He bends over me as I lie on the bed, gasping for breath: a dark-haired youth, thin and intense, but even through my panic I feel his shy charm, like one of the rarer gazelles. His hands on my throat are healer’s hands, long-fingered, gentle, fiercely precise. My breathing eases; the detached compassion of his gaze relaxes into a smile, but his face is drawn.
When we stand before the village for our handfasting it is only a year after our meeting, but there are white threads in his dark hair. He looks at me fondly, the pain of others already lining his eyes. He is difficult to love, but I have loved him from the first. I’m not sure he reciprocates, not in the way I feel: it isn’t in him. I don’t expect it.

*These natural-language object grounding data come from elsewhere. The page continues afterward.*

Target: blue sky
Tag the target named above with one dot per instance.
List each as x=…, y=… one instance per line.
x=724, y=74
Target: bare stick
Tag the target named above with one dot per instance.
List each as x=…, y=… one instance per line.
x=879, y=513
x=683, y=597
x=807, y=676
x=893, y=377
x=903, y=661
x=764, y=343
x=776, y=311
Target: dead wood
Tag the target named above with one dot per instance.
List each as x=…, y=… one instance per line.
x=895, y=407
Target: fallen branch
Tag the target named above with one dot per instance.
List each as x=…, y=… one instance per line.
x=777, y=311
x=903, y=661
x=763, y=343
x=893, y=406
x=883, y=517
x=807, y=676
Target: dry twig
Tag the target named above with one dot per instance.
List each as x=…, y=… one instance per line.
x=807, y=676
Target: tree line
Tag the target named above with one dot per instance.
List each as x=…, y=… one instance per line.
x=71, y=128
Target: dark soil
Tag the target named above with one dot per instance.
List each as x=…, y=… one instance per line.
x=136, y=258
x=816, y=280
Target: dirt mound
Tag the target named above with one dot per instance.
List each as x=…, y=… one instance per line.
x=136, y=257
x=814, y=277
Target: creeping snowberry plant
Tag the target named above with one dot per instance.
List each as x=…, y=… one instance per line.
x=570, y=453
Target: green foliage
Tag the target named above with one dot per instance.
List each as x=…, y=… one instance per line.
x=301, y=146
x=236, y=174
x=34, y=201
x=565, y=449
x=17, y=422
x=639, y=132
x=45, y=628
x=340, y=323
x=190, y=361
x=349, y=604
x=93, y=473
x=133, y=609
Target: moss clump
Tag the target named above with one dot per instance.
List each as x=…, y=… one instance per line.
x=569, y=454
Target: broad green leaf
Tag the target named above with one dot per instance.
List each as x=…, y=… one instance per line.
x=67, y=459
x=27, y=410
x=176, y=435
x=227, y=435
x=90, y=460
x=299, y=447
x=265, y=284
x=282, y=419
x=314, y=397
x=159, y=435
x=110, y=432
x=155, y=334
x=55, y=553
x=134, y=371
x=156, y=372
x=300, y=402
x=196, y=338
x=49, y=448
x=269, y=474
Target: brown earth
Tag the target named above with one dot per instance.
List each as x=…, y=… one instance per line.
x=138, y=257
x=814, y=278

Two winters later there is the fever in the village. He goes from house to house, his hands cooling and stilling the hectic blood of the sufferers. When it’s all over and most are saved, there are silver wings over his ears. He looks distinguished.
I am still a young woman when our daughter is born. As he holds her, his face alight, his hair has lost most of its dark. When the mayor’s son was dreadfully trampled by a horse he put him patiently back together, but he staggered from the room silver-haired and spent.
Now our daughter lies in the darkened room, five years old, fading fast. My love will go in to her, a white-haired old man. I will wait outside. She will come out to me, cured, and we will go on together, mother and child, without him.
All gifts have their price. He is happy to pay, but I find it hard.